I wanted to laugh out loud. My door IS horrendous. It needs to be sanded, re-stained and sealed, plus the stained glass needs to be replaced for the third time, but I laughed at the ironic moment. Here I am, standing at my front door in the city that seems to invite every interruption imaginable and this solicitor is using my ugly front door as the very excuse to stand there intruding upon my life.

"Not interested, I like my ugly door."

One day day very soon I'll be able to better hold onto my sanity and prereserve my peace behind the country ugly front door.


Rae said...

You can't beat being out in the middle of nowhere! I love that I can actually see stars at our place, and no solicitor is going to drive down our long dirt driveway past multiple "no trespassing/private property" signs. :) Ahhh... The joys of living in the country.

Lana from Farm Life Lessons said...

My husband is on vacation this week and he never ceases to be amazed at how many solicitors we have. The city next to us has a city ordinance against door to door solicitation and I sure do wish we would have the same!! But, you are right about being in the country and enjoying the stars and not having to worry about anyone trespassing without doing some serious thinking about what they might confront. Here...people just go up to your door and don't want to take "no" for an answer. It certainly does toughen you up after a while, but I'd rather spend that extra energy doing something on my land!

LindaG said...

Hubby is the same way as you. He can't wait to get back to our property. Don't get me wrong. In spite of all the work, I love it, too. But it's $2000 +or- every trip we make.

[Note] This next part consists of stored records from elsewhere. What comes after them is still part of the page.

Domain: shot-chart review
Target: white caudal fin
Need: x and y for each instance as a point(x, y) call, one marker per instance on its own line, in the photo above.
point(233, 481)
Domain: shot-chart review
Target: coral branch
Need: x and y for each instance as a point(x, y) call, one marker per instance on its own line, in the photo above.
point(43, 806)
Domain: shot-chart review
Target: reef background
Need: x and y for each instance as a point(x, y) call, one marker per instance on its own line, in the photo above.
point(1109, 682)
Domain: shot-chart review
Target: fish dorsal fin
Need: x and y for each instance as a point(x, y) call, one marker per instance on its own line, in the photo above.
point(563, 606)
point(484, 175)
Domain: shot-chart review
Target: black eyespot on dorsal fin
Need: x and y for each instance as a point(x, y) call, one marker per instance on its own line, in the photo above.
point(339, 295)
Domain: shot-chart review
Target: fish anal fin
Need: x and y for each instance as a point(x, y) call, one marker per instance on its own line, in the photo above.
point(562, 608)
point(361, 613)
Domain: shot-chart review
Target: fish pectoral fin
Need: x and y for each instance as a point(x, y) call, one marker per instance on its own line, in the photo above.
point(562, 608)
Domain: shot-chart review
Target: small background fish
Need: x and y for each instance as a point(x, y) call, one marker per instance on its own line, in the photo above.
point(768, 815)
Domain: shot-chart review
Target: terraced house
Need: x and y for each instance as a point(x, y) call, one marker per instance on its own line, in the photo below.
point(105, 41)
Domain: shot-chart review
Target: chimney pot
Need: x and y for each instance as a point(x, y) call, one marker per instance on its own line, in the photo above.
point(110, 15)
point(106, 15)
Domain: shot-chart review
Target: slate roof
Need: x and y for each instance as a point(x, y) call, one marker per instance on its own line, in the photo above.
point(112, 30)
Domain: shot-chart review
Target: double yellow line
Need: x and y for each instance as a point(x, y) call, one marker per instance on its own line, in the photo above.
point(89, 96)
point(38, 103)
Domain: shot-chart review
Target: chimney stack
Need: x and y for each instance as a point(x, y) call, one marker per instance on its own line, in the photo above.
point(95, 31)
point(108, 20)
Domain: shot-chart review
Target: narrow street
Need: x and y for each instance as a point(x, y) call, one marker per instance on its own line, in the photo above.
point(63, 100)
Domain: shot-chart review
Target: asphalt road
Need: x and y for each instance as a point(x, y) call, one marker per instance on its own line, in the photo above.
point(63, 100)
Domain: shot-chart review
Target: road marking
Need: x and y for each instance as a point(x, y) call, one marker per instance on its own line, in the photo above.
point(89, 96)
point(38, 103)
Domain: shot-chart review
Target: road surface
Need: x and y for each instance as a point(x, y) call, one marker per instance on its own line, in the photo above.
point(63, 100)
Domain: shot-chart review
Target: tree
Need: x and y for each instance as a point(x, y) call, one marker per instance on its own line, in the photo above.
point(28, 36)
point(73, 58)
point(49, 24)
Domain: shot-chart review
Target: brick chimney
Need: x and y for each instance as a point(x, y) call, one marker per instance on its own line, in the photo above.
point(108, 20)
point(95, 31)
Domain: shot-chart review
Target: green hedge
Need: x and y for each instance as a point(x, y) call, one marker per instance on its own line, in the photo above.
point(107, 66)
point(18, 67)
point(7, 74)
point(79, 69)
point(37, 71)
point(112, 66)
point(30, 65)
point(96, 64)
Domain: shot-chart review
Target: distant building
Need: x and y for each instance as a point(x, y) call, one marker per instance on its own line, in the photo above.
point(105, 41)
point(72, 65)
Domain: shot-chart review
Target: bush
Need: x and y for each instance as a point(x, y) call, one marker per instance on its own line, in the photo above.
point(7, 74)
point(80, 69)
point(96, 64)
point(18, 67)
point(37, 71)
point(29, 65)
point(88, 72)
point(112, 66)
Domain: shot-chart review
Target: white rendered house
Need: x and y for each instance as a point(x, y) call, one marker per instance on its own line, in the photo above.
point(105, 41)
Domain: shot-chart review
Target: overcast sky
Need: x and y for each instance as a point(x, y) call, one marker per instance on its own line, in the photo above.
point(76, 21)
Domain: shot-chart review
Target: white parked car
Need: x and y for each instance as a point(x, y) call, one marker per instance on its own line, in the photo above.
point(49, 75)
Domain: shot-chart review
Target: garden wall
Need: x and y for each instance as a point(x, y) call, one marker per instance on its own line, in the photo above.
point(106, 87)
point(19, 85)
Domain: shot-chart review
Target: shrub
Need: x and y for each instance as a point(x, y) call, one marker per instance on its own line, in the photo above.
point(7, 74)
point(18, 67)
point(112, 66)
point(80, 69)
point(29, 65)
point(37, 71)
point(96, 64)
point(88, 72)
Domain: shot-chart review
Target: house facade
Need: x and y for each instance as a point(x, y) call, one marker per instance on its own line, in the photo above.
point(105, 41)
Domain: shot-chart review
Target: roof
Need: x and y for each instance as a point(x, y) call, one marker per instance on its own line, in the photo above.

To make him happy, we are going more short trips to mow if nothing else.
To make me happy, we leave on payday. Both boys work part time. I pay the bills before we leave and they are responsible for feeding themselves.

On your property (which is much larger than ours ;-) ) you can do as my other blog friends do, who have huge property. Go out in your peejays. ;-)

I do know how you feel though. *hugs* ♥

LindaG said...

P.S. To me, cities like Houston are only good to visit, because of all the stuff that people like about cities; but I prefer going 'home' again.
Have never lived in a really big city. :)

Lana from Farm Life Lessons said...

Linda...we've not yet gotten into the expensive stuff, well, that's not completely true, we have spent several thousands of dollars, but the past two years we've been going with our regular equipment and are just trying to keep the area mowed, the tent site kept clear and fallen trees burned or cut up for wood. But, it is so very expensive. As we all know - especially with gas prices, that cost eats us up since we are driving a truck that is pulling a trailer loaded down with farm equipment. I wonder what stage you guys are at with your land?